The resultant flood detection analysis of North Sumatra, Indonesia, using NIR differencing

The SSTL DMC images can have the maximum of 1,200 image tiles of 500 × 500 pixels. Based on the results in Figs. 6 and 7 the minimal total processing time to detect flooding for a maximal size image on a PowerPC processor in the DMC SSDR is estimated as 10 h. Such a long processing time is not appropriate for on-board disaster monitoring. This confirms that more powerful computing systems are needed on board EO small satellites. Such a computing system could be realised as a multiprocessor parallel architecture including hardware acceleration of computationally intensive routines on FPGAs.

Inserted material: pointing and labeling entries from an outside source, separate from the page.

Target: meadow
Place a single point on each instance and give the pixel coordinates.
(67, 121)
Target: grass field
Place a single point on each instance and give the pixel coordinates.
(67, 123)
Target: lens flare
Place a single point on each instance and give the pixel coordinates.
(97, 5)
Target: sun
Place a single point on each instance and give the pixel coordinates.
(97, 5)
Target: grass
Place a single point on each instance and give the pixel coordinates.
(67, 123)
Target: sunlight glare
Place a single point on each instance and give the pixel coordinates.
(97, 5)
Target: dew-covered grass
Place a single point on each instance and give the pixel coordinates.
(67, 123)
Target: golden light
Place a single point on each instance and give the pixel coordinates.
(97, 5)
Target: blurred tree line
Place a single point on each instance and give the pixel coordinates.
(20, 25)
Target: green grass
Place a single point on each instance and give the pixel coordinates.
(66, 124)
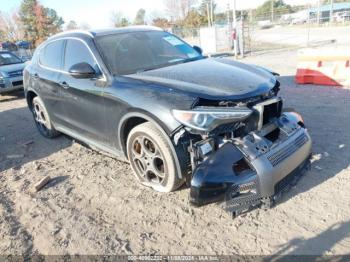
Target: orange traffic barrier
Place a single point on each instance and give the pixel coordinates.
(324, 66)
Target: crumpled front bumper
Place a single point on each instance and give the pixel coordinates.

4.2 Using GPS reflectometry for flood detection

The potential of using GPS reflectometry signals for water detection is illustrated in Fig. 9 (Gleason 2006). As GPS signals travel across the surface they are detectable in LEO using a modified GPS receiver. As the signal traverses the surface it responds to surface features, including near surface water as demonstrated in Fig. 9a. Concerning Fig. 9b, the Missouri river can be seen intersecting the line of reflection points at second 2 (corresponding to the sharp jump in power) and continuing into Omaha City. The spikes near the 12th and 15th seconds are probably due to the crossings of a loop. It is also probable that the increase in signal power observed over this general region (between seconds 12 and 17), are due to the increased presence of water around the rivers in these areas. However, a more detailed investigation of the ground truth in these areas would be needed before knowing for certain if the increased power levels were due to the presence of surface water.

Fig. 9
figure 9

a The path of a reflected GPS signal across 19 s of data. b The peak power returned with estimated height (Image courtesy of GoogleEarth)

4.3 Accuracy evaluation of flood detection methods

Here we present experimental results on the accuracy assessment of the flood detection algorithms. One way of measuring the accuracy of water detection is based on the confusion error matrix in Table 4. Omission error (or producer’s accuracy) measures the error caused by detecting flooded areas as non-flooded, which result into a missed flooding alert. Commission error (or user’s accuracy) measures the error caused by detecting non-flooded areas as flooded, which will generate a false alarm. Overall accuracy measures the accuracy of the flood detection method without taking into account the source of error (errors of omission or commission). Accuracy assessment of flood detection methods is carried out for the North Sumatra test images as described in Table 3. The accuracy results are presented in Table 5, which shows that the NIR/Red differencing method with the fuzzy engine provides the best overall accuracy while keeping the omission errors low.

Table 4 Confusion error matrix
Table 5 Flood detection accuracy assessment for the image test set of North Sumatra, Indonesia

5 Conclusions

This work investigates the feasibility of automatic flood monitoring on board small satellites using optical images. Different from a conventional flood monitoring system, this approach aims to reduce the response time by processing the multispectral images before they are transmitted to the ground station.

A fuzzy inference engine is introduced to support the decision making-process and improve the flood monitoring performance. It is shown that a fuzzy inference engine can help improve water detection by including uncertain data input in the decision-making process.

Several existing image registration and flood detection methods are selected and tested in order to find their expected performance on the computing hardware on board a small satellite. The evaluation results show that high-performance computing and parallel processing are required on board small satellites in order to meet the increased requirements for imaging processing on board remote sensing small satellites.

A novel solution to flood detection is proposed combining GPS reflectometry data and optical images. The ability of GPS reflections to penetrate cloud cover will act as a valuable complement and backup for the flood maps produced from the optical images.